Question performnace of SSH v1 vs SSH v2

Tue Mar 1 03:09:26 EST 2005

Damien Miller wrote:
> Amba Giri wrote:
> 
>> Hello
>>
>> I have ported OpenSSH 3.8p1 to a LynxOS platform.  Recently I heard a
>> report from the field that  v2 is perceived to be significantly slower
>> than v1.  Is this a known issue? Are there any configuration parameters
>> that can be modified to make v2 faster?
> 
> 
> Protocol 2 is slower because it includes a real per-packet MAC instead
> of a weak checksum. You can save some overhead by using a truncated MAC
> like hmac-sha1-96, but there is always going to be more work per packet.

I'm not sure if this is entirely true. If transfer rates were strictly 
CPU limited then we wouldn't see the typical 'fast on the LAN, slow on 
the WAN' problem. If you saw 20Mbps on the LAN then being CPU limited 
wouldn't explain why it would slow down to 200Kbps on the WAN. 
Additionally, if it was really CPU limited we'd expect to see throughput 
increase as we started using faster machines. Instead, on any given 
path, we reach a throughput plateau that is independent of the CPU 
powers after a certain (relatively low) threshhold.

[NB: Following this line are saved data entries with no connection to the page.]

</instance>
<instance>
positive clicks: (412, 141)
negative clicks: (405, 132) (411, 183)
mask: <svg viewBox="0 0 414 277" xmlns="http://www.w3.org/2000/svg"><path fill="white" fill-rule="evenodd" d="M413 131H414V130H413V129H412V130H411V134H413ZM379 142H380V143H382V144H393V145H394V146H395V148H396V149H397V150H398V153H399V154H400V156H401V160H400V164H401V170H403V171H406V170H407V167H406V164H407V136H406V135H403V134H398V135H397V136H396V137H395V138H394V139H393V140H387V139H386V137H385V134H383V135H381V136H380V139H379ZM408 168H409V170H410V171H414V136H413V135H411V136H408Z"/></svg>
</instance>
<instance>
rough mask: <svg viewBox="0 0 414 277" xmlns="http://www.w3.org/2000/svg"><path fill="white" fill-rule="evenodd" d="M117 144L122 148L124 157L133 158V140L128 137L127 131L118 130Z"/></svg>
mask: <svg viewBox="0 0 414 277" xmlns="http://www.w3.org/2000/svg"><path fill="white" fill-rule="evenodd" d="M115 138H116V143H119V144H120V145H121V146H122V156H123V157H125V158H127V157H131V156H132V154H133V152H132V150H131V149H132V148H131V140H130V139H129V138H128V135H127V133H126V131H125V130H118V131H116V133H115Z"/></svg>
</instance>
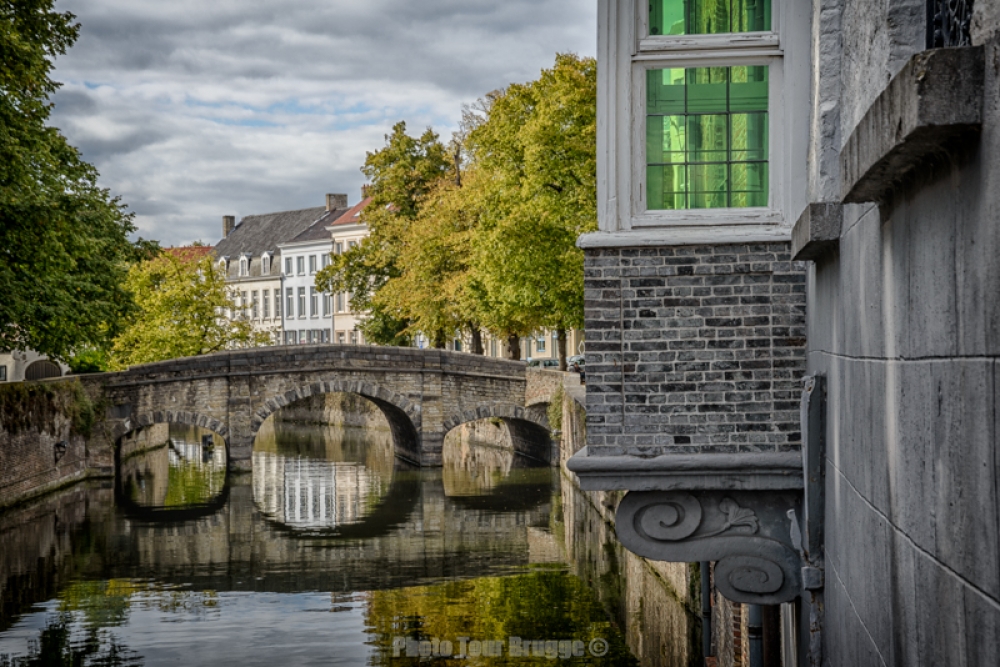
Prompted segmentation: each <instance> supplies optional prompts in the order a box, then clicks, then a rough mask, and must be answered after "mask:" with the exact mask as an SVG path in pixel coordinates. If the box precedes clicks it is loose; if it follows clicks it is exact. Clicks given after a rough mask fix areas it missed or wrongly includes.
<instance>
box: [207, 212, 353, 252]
mask: <svg viewBox="0 0 1000 667" xmlns="http://www.w3.org/2000/svg"><path fill="white" fill-rule="evenodd" d="M328 213H330V212H329V211H327V210H326V207H324V206H317V207H315V208H304V209H301V210H299V211H281V212H279V213H264V214H262V215H248V216H246V217H245V218H243V219H242V220H241V221H240V224H238V225H236V228H235V229H233V231H231V232H229V236H227V237H226V238H224V239H222V240H221V241H219V243H218V245H216V246H215V256H216V257H229V258H230V259H235V258H236V257H238V256H239V255H241V254H243V253H248V254H250V255H251V256H253V257H258V256H260V255H262V254H263V253H265V252H271V253H276V252H277V251H278V244H279V243H288V242H289V241H291V240H293V239H294V238H295V237H297V236H298V235H300V234H302V233H303V232H304V231H306V230H307V229H309V227H310V226H311V225H313V223H315V222H317V221H318V220H319V219H321V218H324V217H325V216H326V215H327V214H328ZM334 213H335V211H334Z"/></svg>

A closer analysis of the data reveals that the most significant cause of 
the slowdown is due to the flow control mechanisms used for SSH2 
channels. This flow control is similar to TCP windows such that the 
maximum theoretical throughput of the connection (assuming no CPU 
constraints) will be determined, in large part, by the minimum of the 
tcp receive window and the SSH2 flow control buffer. If you update the 
BDP equation (as outlined in Stevens TCP/IP Illustrated) and solve for 
throughput we end up with

bandwidth = (MIN(tcp rwin, SSH2 FC buf))
	    ----------------------------
                       RTT

Since the effective SSH2 flow control buffer is 64K (its actually 
defined as 128K but only 1/2 of it is actually used) and most TCP 
receive windows are now ~80k most people will see a throughput 
specificially bounded by the 64K buffer. So someone on an 80ms path will 
see a theoretical maximum throughput of 64K/80ms or 800KB/s (6.4Mbps).

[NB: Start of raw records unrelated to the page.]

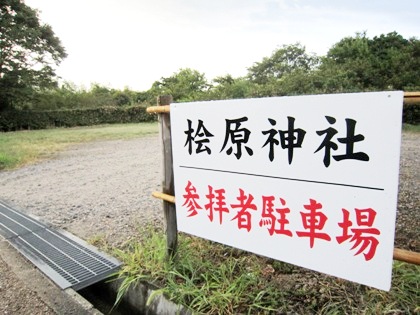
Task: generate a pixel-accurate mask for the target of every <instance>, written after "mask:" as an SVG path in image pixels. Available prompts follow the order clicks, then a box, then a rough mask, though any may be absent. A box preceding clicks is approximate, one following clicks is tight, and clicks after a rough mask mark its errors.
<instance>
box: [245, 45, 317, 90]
mask: <svg viewBox="0 0 420 315" xmlns="http://www.w3.org/2000/svg"><path fill="white" fill-rule="evenodd" d="M318 64H319V58H318V57H317V56H316V55H312V54H308V53H306V49H305V47H304V46H302V45H300V44H294V45H283V46H282V47H281V48H279V49H277V50H275V51H274V52H273V54H272V55H271V56H270V57H265V58H263V60H262V61H261V62H256V63H255V64H254V65H253V66H251V67H250V68H248V78H249V80H250V81H251V82H252V83H254V84H255V87H254V92H253V93H254V94H255V95H254V96H274V95H289V94H299V93H305V92H307V90H306V89H307V87H306V88H305V86H307V85H308V84H307V82H306V83H304V84H300V83H299V82H298V81H296V78H297V77H299V78H300V79H302V78H303V79H306V75H307V74H309V73H310V72H311V71H312V70H313V69H315V68H316V67H317V66H318ZM288 80H294V81H295V82H296V83H299V84H291V85H290V84H287V81H288Z"/></svg>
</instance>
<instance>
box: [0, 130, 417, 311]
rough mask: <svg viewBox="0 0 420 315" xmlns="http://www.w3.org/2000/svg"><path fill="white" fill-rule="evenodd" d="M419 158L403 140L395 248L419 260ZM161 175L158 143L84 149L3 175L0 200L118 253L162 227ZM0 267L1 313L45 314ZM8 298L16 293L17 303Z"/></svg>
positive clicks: (133, 142)
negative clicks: (5, 201)
mask: <svg viewBox="0 0 420 315" xmlns="http://www.w3.org/2000/svg"><path fill="white" fill-rule="evenodd" d="M419 157H420V135H419V134H414V133H404V134H403V141H402V152H401V169H400V194H399V206H398V217H397V226H396V247H399V248H405V249H410V250H414V251H417V252H420V229H419V228H418V227H419V222H420V220H419V219H420V210H419V209H420V196H419V184H420V170H419ZM161 168H162V157H161V148H160V145H159V139H158V137H157V136H150V137H145V138H141V139H136V140H126V141H103V142H95V143H89V144H83V145H78V146H75V147H73V148H72V149H70V150H68V151H65V152H61V153H59V154H57V156H55V157H54V158H53V159H50V160H47V161H44V162H41V163H39V164H36V165H31V166H27V167H24V168H21V169H18V170H13V171H3V172H0V198H1V199H3V200H4V201H6V202H8V203H10V204H12V205H15V206H17V207H19V208H20V209H21V210H23V211H25V212H27V213H29V214H31V215H35V216H37V217H38V218H40V219H41V220H42V221H45V222H48V223H51V224H52V225H53V226H55V227H58V228H62V229H65V230H67V231H69V232H71V233H73V234H75V235H77V236H79V237H80V238H83V239H85V240H93V239H95V238H101V239H104V240H106V242H107V243H109V244H111V245H114V246H118V245H119V244H121V243H123V242H125V241H127V240H128V239H130V238H132V237H135V236H136V229H137V227H138V226H139V225H143V224H145V223H148V222H154V223H155V224H159V225H161V224H163V214H162V210H161V201H159V200H156V199H154V198H153V197H151V193H152V191H155V190H157V191H159V190H160V187H161V177H162V175H161ZM0 265H3V263H2V261H1V260H0ZM0 267H1V269H0V274H1V275H0V279H1V282H0V312H3V314H12V313H13V314H19V312H16V311H14V310H16V309H19V304H22V307H24V305H25V304H27V302H26V300H27V299H30V300H33V303H35V304H36V305H39V306H38V309H39V314H41V313H47V311H45V309H44V307H45V306H44V305H42V303H40V302H39V301H38V300H37V296H36V295H33V294H32V293H31V292H23V291H21V290H19V289H16V288H20V287H21V286H20V285H19V283H17V282H15V281H14V279H13V275H12V274H10V272H8V270H7V266H0ZM11 290H13V291H15V290H16V292H17V294H14V295H13V296H14V297H13V296H12V295H11V294H9V293H8V292H10V291H11ZM16 295H17V296H16ZM13 298H15V299H14V300H13ZM16 305H18V306H16ZM12 307H14V308H12ZM16 307H17V308H16ZM20 314H27V313H25V312H21V313H20ZM33 314H38V313H36V312H33Z"/></svg>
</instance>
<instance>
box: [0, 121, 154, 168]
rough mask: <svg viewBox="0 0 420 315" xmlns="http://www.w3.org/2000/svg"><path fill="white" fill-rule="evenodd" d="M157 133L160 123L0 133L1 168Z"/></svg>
mask: <svg viewBox="0 0 420 315" xmlns="http://www.w3.org/2000/svg"><path fill="white" fill-rule="evenodd" d="M157 133H158V125H157V123H141V124H116V125H101V126H94V127H77V128H56V129H47V130H33V131H16V132H0V170H2V169H14V168H17V167H21V166H23V165H27V164H32V163H35V162H37V161H39V160H42V159H46V158H50V157H51V156H53V155H54V154H55V153H57V152H59V151H61V150H64V149H66V148H67V147H69V146H70V145H74V144H77V143H84V142H89V141H97V140H116V139H132V138H136V137H141V136H145V135H149V134H157Z"/></svg>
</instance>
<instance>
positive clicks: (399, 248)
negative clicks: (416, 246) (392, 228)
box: [394, 248, 420, 265]
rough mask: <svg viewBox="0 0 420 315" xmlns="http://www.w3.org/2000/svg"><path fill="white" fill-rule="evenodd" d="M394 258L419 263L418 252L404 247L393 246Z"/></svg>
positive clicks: (395, 258)
mask: <svg viewBox="0 0 420 315" xmlns="http://www.w3.org/2000/svg"><path fill="white" fill-rule="evenodd" d="M394 259H395V260H399V261H403V262H407V263H410V264H414V265H420V253H416V252H411V251H408V250H405V249H400V248H394Z"/></svg>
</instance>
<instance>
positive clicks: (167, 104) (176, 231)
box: [157, 95, 178, 259]
mask: <svg viewBox="0 0 420 315" xmlns="http://www.w3.org/2000/svg"><path fill="white" fill-rule="evenodd" d="M171 102H172V96H171V95H163V96H159V97H158V101H157V103H158V104H157V105H158V106H165V105H170V104H171ZM159 120H160V134H161V137H162V149H163V181H162V192H163V193H165V194H168V195H172V196H175V189H174V170H173V161H172V145H171V144H172V139H171V120H170V116H169V113H162V114H160V115H159ZM163 213H164V216H165V223H166V250H167V252H166V254H167V258H169V259H170V258H173V257H174V256H175V254H176V249H177V246H178V227H177V223H176V213H175V205H174V204H173V203H170V202H168V201H163Z"/></svg>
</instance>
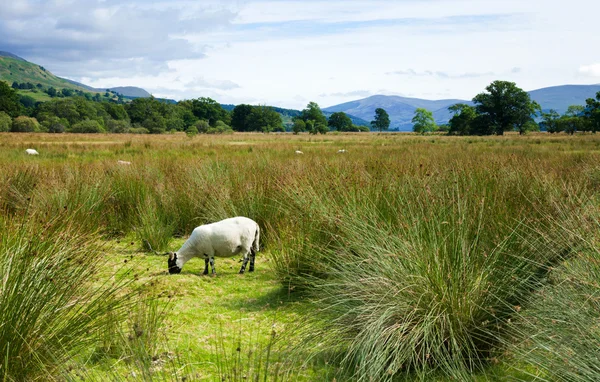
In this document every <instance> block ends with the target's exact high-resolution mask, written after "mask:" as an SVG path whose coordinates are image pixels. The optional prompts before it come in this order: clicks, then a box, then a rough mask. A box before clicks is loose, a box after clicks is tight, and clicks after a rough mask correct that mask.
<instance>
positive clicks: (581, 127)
mask: <svg viewBox="0 0 600 382" xmlns="http://www.w3.org/2000/svg"><path fill="white" fill-rule="evenodd" d="M583 113H584V107H583V106H581V105H571V106H569V107H568V108H567V111H566V112H565V114H563V115H562V117H560V119H559V120H558V121H559V124H560V128H561V129H562V130H563V131H564V132H566V133H567V134H570V135H573V134H575V133H576V132H577V131H585V130H586V127H587V126H586V123H587V120H586V119H585V117H584V116H583Z"/></svg>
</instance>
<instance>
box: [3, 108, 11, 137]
mask: <svg viewBox="0 0 600 382" xmlns="http://www.w3.org/2000/svg"><path fill="white" fill-rule="evenodd" d="M11 125H12V118H11V117H10V115H8V114H6V113H5V112H3V111H0V133H5V132H7V131H10V128H11Z"/></svg>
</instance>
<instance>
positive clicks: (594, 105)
mask: <svg viewBox="0 0 600 382" xmlns="http://www.w3.org/2000/svg"><path fill="white" fill-rule="evenodd" d="M585 105H586V106H585V110H584V116H585V118H586V119H587V120H588V124H589V126H590V129H591V130H592V133H596V131H600V92H598V93H596V99H594V98H588V99H587V100H585Z"/></svg>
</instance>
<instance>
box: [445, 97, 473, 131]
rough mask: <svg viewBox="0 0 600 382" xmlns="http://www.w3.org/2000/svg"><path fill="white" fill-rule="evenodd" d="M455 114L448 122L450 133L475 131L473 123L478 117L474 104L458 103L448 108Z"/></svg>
mask: <svg viewBox="0 0 600 382" xmlns="http://www.w3.org/2000/svg"><path fill="white" fill-rule="evenodd" d="M448 110H450V112H452V113H453V114H454V115H453V116H452V118H450V121H449V122H448V123H449V125H450V129H449V131H448V133H449V134H456V135H470V134H472V133H473V132H472V131H473V127H474V126H473V123H474V121H475V118H476V117H477V113H476V111H475V108H474V107H473V106H469V105H465V104H464V103H458V104H456V105H452V106H450V107H449V108H448Z"/></svg>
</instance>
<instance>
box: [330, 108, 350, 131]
mask: <svg viewBox="0 0 600 382" xmlns="http://www.w3.org/2000/svg"><path fill="white" fill-rule="evenodd" d="M327 124H328V126H329V128H331V129H334V130H337V131H352V120H351V119H350V117H348V116H347V115H346V113H344V112H341V111H339V112H336V113H333V114H331V115H330V116H329V121H327Z"/></svg>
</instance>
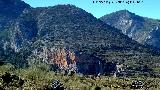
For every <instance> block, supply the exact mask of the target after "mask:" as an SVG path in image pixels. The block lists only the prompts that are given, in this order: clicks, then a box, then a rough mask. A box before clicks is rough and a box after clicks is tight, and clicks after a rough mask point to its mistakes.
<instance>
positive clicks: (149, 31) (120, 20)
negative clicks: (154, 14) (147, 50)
mask: <svg viewBox="0 0 160 90" xmlns="http://www.w3.org/2000/svg"><path fill="white" fill-rule="evenodd" d="M100 20H102V21H103V22H105V23H107V24H109V25H111V26H113V27H115V28H117V29H119V30H121V31H122V33H124V34H125V35H128V36H129V37H130V38H132V39H134V40H136V41H137V42H139V43H141V44H148V45H152V46H154V47H157V48H160V46H159V44H160V37H159V34H160V33H159V30H160V29H159V27H160V21H159V20H156V19H151V18H146V17H141V16H138V15H136V14H134V13H131V12H129V11H128V10H121V11H117V12H114V13H111V14H107V15H104V16H102V17H101V18H100Z"/></svg>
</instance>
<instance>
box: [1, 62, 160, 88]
mask: <svg viewBox="0 0 160 90" xmlns="http://www.w3.org/2000/svg"><path fill="white" fill-rule="evenodd" d="M5 72H8V73H10V74H12V75H17V76H19V77H20V78H21V79H22V80H24V84H23V85H22V86H19V87H17V86H16V85H17V84H16V83H15V82H14V81H13V82H10V83H9V84H8V85H5V83H4V81H3V80H2V79H1V81H0V83H1V84H0V88H1V89H2V88H4V89H6V90H11V89H12V90H15V89H18V90H21V89H24V90H31V89H34V90H50V89H51V84H52V82H53V81H54V80H60V83H61V84H62V86H63V87H64V89H65V90H100V89H101V90H110V89H112V90H130V89H131V88H132V84H133V82H134V81H137V80H139V81H141V82H142V83H143V86H142V87H141V90H146V89H147V90H158V89H160V87H159V86H160V79H159V78H152V77H144V76H132V77H128V78H127V77H116V78H115V77H108V76H99V77H96V76H92V75H91V76H83V75H77V74H73V75H69V76H67V75H64V74H63V73H56V72H53V71H49V68H48V66H47V65H45V64H39V65H35V66H32V67H29V68H26V69H15V67H14V66H13V65H11V64H7V65H2V66H0V76H2V75H4V74H5Z"/></svg>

Obviously, this assumes; 1) that you have a path between the two 
locations that isn't bottlenecked by something else, 2) that you have a 
reasonable processor (say a PIII).

If the SSH2 flow control buffer is increased (edit the code, recompile) 
to some higher value you'll often see the throughput increase linearly 
(doubling the buffer doubles the throughput). Some simple tests can 
confirm this assuming that you have a fat enough network path to play with.

Right now I'm typically getting 240 to 350Mbps on a 35ms path (using 
RC4). At these speeds I'm processor bound but with an unmodified version 
of OpenSSH I'm running at maybe 5 or 6% cpu according to top (only 
around 14 Mbps).

> I have looked at implementing AES CCM, which could be much faster,
> particularly on platforms with AES implemented in CPU instructions, but
> it doesn't fit nicely in the cipher and MAC negotiation mechanism.

That would actually be amazingly cool. Are you going to work on it at 
all or would it just be too much of a hack to incorporate it at this point?